The things she enjoyed were so simple, yet so profound. She appreciated the fresh smell that lingered after a big rainstorm, and could spend hours just sitting on top of the big hill that overlooked our city even with her long dark auburn hair twirling and whipping in the wind. She said she liked that the view allowed her to see everything below, even though things were so small that they all seemed to blur together like that famous painting with the swirled stars. It was on that hill that I asked her to marry me, and she often begged me to take her on drives that inevitably ended there because I didn’t want to take the time to find a place we hadn’t already discovered. I once called it “our spot” so she wouldn’t bother me about exploring new territory. She was obsessed with poems and song lyrics that she explained put her feelings into words. There were poems, quotes, and lyrics framed all over our house. The sentimental things meant more to her than money spent on jewelry or flowers. It’s a good thing she felt that way because gifts were a rarity from me, sentimental or not.

She valued spending time with me and I really did like that about her. It’s what made her different to me. I think the last time I took her out of the house, besides to the local pub to watch that week’s basketball game, was on a drive to the hill she enjoyed so much. You know, the one where I proposed to her. I realized I still had a dish in my hand when the harshness of the silence impaled my thoughts and I quickly returned the dried dishes to their places. Lately, washing dishes gave me too much time to relive my savage treatment of her. I didn’t want to feel guilty anymore.

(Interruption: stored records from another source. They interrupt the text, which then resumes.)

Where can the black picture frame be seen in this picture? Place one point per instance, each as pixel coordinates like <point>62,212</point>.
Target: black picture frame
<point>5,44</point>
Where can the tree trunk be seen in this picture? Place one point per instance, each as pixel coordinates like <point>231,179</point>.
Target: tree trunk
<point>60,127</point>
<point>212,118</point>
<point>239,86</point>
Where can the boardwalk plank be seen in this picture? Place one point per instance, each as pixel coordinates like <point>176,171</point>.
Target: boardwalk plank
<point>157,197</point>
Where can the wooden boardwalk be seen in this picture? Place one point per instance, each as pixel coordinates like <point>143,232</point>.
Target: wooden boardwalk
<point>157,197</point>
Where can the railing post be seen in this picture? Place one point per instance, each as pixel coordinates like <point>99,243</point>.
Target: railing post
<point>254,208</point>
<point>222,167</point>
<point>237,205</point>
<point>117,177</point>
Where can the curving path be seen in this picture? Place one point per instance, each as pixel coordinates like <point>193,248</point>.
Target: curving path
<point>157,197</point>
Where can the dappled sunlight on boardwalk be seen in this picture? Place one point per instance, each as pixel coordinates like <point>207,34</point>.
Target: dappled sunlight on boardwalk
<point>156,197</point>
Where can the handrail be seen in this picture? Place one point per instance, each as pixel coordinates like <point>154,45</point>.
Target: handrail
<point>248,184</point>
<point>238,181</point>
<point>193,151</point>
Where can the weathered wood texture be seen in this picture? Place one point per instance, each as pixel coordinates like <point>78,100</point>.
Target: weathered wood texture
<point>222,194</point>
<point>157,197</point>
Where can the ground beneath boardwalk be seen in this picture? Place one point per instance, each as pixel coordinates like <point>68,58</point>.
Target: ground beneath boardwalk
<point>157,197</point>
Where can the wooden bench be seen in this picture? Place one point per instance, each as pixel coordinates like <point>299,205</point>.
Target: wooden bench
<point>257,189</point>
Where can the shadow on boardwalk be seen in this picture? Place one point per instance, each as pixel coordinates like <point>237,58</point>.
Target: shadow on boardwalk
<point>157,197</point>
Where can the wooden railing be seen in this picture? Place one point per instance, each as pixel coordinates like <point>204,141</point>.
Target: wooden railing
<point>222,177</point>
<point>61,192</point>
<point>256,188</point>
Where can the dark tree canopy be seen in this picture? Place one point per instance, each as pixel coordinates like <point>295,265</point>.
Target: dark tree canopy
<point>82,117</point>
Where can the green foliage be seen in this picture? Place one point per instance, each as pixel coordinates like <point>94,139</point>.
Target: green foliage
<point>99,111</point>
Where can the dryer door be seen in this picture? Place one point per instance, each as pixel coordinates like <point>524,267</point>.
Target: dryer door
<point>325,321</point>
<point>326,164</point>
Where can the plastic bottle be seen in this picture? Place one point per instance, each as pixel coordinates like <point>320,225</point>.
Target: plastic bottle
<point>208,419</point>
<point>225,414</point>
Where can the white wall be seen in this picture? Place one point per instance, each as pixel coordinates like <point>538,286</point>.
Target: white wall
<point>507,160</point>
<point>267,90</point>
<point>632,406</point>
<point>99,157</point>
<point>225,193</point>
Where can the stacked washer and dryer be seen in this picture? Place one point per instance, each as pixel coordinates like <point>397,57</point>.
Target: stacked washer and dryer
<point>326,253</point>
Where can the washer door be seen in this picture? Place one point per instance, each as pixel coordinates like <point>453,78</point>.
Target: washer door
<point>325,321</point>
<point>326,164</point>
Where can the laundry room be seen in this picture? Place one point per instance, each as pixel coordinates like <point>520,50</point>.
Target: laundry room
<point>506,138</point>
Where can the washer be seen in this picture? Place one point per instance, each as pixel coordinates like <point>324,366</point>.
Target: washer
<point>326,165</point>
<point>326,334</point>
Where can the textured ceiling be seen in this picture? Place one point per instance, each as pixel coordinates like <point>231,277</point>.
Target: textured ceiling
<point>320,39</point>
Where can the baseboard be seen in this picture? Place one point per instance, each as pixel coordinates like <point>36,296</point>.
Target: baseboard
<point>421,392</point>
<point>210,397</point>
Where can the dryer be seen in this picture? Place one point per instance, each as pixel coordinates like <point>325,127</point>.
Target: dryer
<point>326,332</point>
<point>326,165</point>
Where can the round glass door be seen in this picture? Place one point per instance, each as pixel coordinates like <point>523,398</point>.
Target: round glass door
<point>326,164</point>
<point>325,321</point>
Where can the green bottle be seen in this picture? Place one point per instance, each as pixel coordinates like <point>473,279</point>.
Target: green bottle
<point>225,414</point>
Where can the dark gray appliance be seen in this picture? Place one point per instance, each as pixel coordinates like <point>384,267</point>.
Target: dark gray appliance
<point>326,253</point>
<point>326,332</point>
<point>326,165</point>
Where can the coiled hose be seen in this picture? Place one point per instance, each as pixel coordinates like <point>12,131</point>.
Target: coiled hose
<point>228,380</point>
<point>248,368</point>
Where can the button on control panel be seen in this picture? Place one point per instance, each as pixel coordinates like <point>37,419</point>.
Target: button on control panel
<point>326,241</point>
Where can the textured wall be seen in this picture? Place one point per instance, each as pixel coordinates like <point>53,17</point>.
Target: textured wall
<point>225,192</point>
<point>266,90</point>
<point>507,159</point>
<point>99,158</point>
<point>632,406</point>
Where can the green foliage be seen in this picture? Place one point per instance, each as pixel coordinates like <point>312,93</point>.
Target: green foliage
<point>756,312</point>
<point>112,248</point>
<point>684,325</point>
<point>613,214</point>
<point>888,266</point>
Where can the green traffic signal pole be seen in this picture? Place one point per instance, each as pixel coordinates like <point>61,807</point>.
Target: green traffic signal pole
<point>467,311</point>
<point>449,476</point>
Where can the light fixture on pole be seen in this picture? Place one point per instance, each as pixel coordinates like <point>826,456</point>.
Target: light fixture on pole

Once I was finished with the clean-up, I poured myself a small glass of brandy before I dropped to the couch to watch the nightly rerun of "CSI." That night’s episode was one I had seen three or four times before which followed a set of twins separated by a kidnapper. I sipped slowly on my drink before one hand loosely steadied the glass on my right thigh. I didn’t care much for the taste of brandy, but I kept a steady supply for the sole purpose of being able to say her name out loud. It made me feel like she was still around in some way. The ring left on the bedside table didn’t allow me even that small pleasure.

By ten o’clock, the show was finished and the twins on "CSI" had been reunited with only a few fatalities. I finished the last swig of brandy remaining in my glass and rinsed it in the kitchen sink. I hadn’t realized how routine my keeping the glass next to the sink had become until that night when my motions seemed more thorough than others.

Walking down the long, unlit hallway to my bedroom used to be somewhat exhilarating. I had seen too many murder mystery movies and always wondered if one night there would be a maniac lurking in the shadows of the black hallway just waiting to attack. I wondered how it might feel to have a knife wildly shoved into my stomach. Maybe the miscreant’s aim would be a fatal blow to my chest. Perhaps a gun would be more efficient, almost certainly causing a quick death. Shaking my head at my macabre thoughts, I trudged down the hallway, still glaringly alive. At that point, I wouldn’t have minded a murderer hiding in my house. It might have brought some feeling back to my life. Or if I were lucky, ended it.

I crawled into bed at the time she would have, but laid awake for a few more hours staring at the words scribbled on the back of a grocery list that read, the brightest flames always burn out so fast. –B

Spoken words, like the past, are impossible to edit. Imagining her beside me seemed to be the only way I could get myself to sleep, but the pillow I cradled still wasn’t her.

6:15 A.M. Seven months and nineteen days.